Reuters /United Nations

The United States is “ready to talk” Middle East peace with the Palestinians, US ambassador to the United Nations Nikki Haley said yesterday in remarks directed at Palestinian President Mahmoud Abbas during a meeting of the UN Security Council.
US President Donald Trump’s son-in-law and senior adviser, Jared Kushner, and US Middle East envoy Jason Greenblatt, who are working on a new peace plan, sat behind Haley.
Speaking after Abbas made a rare address to the 15-member council, Haley gave no details of the US plan.
“Our negotiators are sitting right behind me, ready to talk. But we will not chase after you. The choice, Mr President, is yours,” Haley said.
Abbas did not stay in the council chamber to listen to her.
White House spokesman Josh Raffel said Washington would present a peace plan “when it is done and the time is right.”
The Palestinians no longer view the United States as a neutral negotiator, and Abbas yesterday called for an international Middle East peace conference to be convened later this year.
The Palestinians are furious over the Trump administration’s recognition of Jerusalem as Israel’s capital in December and its decision to cut US funding for the UN agency that helps Palestinian refugees (UNRWA).
“It has become impossible today for one country or state alone to solve a regional or international conflict,” Abbas said. “It is essential to establish a multilateral international mechanism emanating from an international conference.”

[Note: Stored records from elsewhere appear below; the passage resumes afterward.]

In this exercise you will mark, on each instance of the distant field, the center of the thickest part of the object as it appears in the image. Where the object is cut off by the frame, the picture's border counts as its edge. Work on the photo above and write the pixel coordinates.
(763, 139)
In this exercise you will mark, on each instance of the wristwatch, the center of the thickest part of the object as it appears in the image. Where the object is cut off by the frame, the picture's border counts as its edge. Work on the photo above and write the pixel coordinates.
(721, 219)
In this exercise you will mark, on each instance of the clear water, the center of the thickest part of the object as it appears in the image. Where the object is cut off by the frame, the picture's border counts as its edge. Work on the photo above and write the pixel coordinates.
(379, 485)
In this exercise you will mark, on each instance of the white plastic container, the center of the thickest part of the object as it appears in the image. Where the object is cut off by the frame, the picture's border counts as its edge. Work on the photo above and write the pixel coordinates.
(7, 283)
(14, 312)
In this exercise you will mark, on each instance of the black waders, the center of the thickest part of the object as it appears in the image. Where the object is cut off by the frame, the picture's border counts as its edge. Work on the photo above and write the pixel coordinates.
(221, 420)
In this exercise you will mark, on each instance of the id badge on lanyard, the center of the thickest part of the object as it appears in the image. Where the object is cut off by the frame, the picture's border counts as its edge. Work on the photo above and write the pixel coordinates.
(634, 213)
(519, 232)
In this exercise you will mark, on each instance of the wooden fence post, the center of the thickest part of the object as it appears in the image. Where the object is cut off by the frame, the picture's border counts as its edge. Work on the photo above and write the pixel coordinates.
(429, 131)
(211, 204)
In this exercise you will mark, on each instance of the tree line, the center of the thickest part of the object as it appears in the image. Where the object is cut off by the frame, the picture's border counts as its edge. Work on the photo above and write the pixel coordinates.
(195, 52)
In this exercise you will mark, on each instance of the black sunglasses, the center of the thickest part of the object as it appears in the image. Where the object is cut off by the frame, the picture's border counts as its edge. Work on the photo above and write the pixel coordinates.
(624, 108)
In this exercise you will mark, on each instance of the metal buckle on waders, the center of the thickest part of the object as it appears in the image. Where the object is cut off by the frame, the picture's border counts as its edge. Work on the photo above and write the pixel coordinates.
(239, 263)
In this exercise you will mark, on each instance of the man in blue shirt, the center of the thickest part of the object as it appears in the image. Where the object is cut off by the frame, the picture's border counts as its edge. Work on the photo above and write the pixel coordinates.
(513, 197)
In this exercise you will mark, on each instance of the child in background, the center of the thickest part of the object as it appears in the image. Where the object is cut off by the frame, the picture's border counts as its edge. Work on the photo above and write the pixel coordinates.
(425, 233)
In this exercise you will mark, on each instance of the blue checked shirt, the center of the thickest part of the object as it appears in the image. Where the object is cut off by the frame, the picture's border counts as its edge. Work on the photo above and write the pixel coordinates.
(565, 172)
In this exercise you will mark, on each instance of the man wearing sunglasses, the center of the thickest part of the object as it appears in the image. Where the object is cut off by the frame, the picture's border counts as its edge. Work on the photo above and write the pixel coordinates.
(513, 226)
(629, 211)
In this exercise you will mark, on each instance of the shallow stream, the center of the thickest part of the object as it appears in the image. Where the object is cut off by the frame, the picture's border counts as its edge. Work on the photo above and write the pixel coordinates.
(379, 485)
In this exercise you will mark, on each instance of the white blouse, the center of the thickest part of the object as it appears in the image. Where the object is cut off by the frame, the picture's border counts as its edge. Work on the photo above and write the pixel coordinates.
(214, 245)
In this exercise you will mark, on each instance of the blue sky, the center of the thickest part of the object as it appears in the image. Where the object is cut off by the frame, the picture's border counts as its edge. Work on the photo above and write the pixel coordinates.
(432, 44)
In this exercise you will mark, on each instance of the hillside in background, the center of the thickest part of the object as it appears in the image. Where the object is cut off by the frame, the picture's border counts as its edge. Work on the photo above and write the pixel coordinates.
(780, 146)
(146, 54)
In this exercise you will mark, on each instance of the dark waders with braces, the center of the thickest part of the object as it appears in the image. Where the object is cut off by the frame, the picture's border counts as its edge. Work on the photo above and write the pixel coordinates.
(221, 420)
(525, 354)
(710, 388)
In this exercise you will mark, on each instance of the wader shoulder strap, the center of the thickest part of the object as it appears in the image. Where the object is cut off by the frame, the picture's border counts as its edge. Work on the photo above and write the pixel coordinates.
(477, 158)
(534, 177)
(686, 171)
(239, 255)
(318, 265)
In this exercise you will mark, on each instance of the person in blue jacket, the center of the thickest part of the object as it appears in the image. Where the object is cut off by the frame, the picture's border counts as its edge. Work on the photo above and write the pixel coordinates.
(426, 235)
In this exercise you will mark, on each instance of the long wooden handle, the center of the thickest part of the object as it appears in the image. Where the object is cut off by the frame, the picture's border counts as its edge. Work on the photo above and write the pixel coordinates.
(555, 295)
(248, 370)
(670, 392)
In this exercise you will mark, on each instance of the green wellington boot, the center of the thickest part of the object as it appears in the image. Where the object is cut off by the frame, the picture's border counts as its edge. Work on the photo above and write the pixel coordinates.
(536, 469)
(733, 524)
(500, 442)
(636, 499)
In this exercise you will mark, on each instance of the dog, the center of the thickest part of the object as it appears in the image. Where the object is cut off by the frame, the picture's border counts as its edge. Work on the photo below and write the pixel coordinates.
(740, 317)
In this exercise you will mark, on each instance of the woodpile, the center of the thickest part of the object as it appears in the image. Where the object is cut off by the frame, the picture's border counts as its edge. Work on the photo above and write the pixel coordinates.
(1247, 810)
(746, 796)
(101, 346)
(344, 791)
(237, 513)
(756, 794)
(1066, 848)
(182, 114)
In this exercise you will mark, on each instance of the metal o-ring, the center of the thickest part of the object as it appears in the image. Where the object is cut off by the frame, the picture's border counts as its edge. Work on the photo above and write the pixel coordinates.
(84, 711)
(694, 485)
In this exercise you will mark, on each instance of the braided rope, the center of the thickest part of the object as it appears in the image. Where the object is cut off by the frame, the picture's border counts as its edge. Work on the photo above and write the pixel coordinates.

Abbas, who shunned a visit by US Vice President Mike Pence to the region last month, said the conference should include the Palestinians, Israel, the five permanent UN Security Council members — the United States, Russia, China, Britain and France — the European Union and the United Nations.
French UN ambassador Francois Delattre told the council: “We are open to studying the development of the ways of international accompaniment for the peace process.” Deputy British UN ambassador Jonathan Allen described US leadership on the issue as “indispensable.”
Israel’s UN ambassador Danny Danon told the Security Council that Abbas was part of the problem, not the solution, and that the “only way to move forward is direct negotiations” between Israel and the Palestinians.
Russian UN ambassador Vassily Nebenzia said the so-called Quartet — made up of the United Nations, the United States, Russia and the EU — and the League of Arab States could play a role in kick-starting the stalled peace process.